This invention is in the field of integrated circuit packages and packaging methods.
The demand for a reduction in size and an increase in complexity and performance of electronic components has driven the industry to produce smaller and more complex integrated circuits (ICs). These same trends have forced the development of IC packages having small footprints, high lead counts, and better electrical and thermal performance. At the same time, these IC packages are required to meet accepted industry standards. Power dissipation is a particular challenge since higher performance ICs produce more thermal energy, and the smaller packages of today allow the designer few options through which to dissipate this energy. For a typical flip-chip integrated circuit, the primary means for removing heat from the package is from the backside of the chip (the front side being mounted face-down on a substrate). Unfortunately, the chip is relatively fragile and easily broken, so it is difficult to mount a relatively heavy heatsink to the chip's backside without causing damage. Another problem is that the chip is usually much smaller than a heatsink of the size required for the appropriate amount of thermal dissipation. This makes the mounting of the heatsink even more difficult, the reason being that the interface between the chip and heatsink must be carefully controlled in order to obtain high thermal performance, and a large heatsink is difficult to mount precisely on a relatively small chip. Ideally, the interface would be as thin and uniform as possible.
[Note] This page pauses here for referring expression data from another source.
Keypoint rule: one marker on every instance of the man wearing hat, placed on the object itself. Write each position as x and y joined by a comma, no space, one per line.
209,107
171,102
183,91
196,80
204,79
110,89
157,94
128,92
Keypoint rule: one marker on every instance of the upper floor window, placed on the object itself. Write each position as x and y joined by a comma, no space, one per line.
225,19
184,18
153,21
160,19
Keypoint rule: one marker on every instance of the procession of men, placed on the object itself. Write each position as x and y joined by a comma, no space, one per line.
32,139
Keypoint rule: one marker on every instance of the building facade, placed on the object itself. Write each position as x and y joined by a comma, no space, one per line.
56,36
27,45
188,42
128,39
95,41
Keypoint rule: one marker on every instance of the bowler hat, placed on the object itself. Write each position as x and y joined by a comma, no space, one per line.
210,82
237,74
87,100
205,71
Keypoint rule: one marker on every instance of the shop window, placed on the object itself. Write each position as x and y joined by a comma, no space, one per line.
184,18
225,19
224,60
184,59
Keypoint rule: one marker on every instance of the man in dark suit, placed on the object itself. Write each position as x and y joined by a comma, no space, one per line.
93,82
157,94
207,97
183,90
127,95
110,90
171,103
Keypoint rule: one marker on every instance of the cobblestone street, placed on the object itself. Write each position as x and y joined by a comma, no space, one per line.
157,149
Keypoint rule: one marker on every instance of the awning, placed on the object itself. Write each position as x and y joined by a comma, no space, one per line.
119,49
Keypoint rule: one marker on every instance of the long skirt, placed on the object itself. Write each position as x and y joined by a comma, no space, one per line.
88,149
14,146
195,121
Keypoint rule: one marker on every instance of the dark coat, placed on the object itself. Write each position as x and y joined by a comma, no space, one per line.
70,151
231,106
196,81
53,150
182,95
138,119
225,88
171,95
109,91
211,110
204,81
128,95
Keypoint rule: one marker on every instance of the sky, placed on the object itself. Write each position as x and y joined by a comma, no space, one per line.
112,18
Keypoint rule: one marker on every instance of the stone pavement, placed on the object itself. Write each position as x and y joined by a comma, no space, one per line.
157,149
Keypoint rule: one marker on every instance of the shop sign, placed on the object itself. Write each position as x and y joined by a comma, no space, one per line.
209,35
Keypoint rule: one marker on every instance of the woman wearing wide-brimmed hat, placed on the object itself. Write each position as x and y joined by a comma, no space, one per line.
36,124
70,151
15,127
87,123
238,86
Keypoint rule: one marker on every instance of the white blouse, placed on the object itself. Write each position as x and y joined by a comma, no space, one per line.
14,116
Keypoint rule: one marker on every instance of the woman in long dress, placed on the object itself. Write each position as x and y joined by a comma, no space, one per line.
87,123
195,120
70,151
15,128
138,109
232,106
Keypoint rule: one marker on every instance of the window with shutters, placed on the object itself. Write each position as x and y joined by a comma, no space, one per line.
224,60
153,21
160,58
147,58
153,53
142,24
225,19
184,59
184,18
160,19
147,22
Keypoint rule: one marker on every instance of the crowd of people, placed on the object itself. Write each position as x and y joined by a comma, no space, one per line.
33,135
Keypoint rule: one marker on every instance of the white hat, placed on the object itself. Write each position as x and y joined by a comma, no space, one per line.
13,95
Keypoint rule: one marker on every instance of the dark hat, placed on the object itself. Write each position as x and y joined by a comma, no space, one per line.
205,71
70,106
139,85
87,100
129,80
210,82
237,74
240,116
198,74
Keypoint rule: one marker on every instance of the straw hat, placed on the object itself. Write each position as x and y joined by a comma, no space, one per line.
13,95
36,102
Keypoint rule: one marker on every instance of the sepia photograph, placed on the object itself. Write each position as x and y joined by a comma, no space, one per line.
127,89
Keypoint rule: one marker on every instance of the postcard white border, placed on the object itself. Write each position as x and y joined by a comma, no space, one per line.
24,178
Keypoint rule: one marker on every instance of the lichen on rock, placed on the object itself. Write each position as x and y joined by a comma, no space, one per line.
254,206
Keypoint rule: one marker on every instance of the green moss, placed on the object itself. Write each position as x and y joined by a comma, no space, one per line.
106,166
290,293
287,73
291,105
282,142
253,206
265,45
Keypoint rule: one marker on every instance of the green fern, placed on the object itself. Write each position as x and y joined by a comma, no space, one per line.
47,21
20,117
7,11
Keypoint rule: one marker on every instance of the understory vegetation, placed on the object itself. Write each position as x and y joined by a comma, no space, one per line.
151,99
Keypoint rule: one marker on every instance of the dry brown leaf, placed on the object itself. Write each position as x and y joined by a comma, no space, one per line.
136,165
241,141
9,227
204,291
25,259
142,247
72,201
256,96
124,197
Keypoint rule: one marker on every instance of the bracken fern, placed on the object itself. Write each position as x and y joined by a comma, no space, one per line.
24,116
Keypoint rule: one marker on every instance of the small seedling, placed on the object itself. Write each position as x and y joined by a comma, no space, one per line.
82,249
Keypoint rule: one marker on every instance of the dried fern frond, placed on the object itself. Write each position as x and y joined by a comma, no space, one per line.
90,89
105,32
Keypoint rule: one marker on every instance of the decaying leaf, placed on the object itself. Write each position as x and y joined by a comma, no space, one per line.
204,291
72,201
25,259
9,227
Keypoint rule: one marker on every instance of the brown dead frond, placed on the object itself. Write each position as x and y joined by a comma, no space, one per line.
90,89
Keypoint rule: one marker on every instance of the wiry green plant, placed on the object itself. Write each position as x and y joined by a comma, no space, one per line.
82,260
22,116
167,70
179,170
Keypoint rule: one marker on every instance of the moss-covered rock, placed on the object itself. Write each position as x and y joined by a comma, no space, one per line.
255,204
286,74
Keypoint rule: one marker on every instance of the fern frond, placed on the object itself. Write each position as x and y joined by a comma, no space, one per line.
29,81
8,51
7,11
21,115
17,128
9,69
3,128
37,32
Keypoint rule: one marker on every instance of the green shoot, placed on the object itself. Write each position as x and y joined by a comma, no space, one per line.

The industry refers to the thermal interface as a “bond line”, and the thickness and uniformity of the bond line is considered key to the successful manufacture of a high performance integrated circuit package.
In the traditional prior art approach to the problem of dissipating heat from an IC, shown in FIG. 1, a ceramic ball grid array package is fitted with a copper-tungsten lid that serves both as a thermal sink as well as to protect the integrated circuit. The chip 100 is mounted face-down on a ceramic substrate 110 with solder bumps 120. Underfill 130 protects the active surface of the chip and strengthens the chip-to-substrate attachment. Thermally conductive compound 140 is compressed between the chip backside and the inner surface of lid 150. Lid 150 is attached to substrate 110 with adhesive 160. Solder balls 170 connect the assembly to the next level of interconnection, such as a printed circuit board. While this packaging technology has been used for some time in industry, it suffers from various disadvantages, including poor thermal performance as a result of the difficulties involved in obtaining precise bond line characteristics. These difficulties arise from the fact that the lid itself as well as the techniques used to mounted the lid to the substrate are relatively imprecise. For example, the lid is difficult to fabricate to a high degree of precision at an economical cost, and the adhesive 160 used to attach the lid to the substrate can be inconsistent in thickness. These and other factors can result in the lid being tilted or rotated relative to the chip, which can result in poor bond line characteristics.
A second prior art approach, shown in FIG. 2, overcomes some of the disadvantages of the FIG. 1 package. This direct lid attach package again includes a chip 200 mounted face-down on a substrate 210 with solder bumps 220. Underfill 230 is inserted between chip and substrate as above. However, instead of a lid sealed to the substrate, lid 250 is only attached to the backside of chip 200. The sole mechanical support for the lid is a thermally-conductive adhesive 240. The package is completed by solder balls 270 on the bottom of the substrate. An advantage of this approach is that the relatively simple lid can be attached more efficiently and at lower cost than in the traditional approach shown in FIG. 1.
While the technology shown in FIG. 2 solves some of the problems inherent in the traditional approach, it still suffers from disadvantages. In particular, the mechanical integrity of the lid to chip interface is questionable in view of the limited area over which the bond occurs relative to the lid and chip size. The thermally-conductive adhesive necessary to support the lid is also expensive and is considered exotic by many in the industry. The primary disadvantage of the direct-lid-attach approach, however, is that precise mounting of the lid to the chip is difficult. The tendency of the lid to tilt or rotate during mounting results in a bond line between the chip and lid that is too thin in places and too thick elsewhere. This is particularly a problem for large chip sizes and when a relatively heavy heatsink (rather than a lid) is attached directly to the chip backside. Such non-uniformity in the bond line results is less than optimal thermal performance of the interface. It is therefore apparent that a need exists in the industry for an improved package and packaging method for products that benefit from efficient thermal dissipation.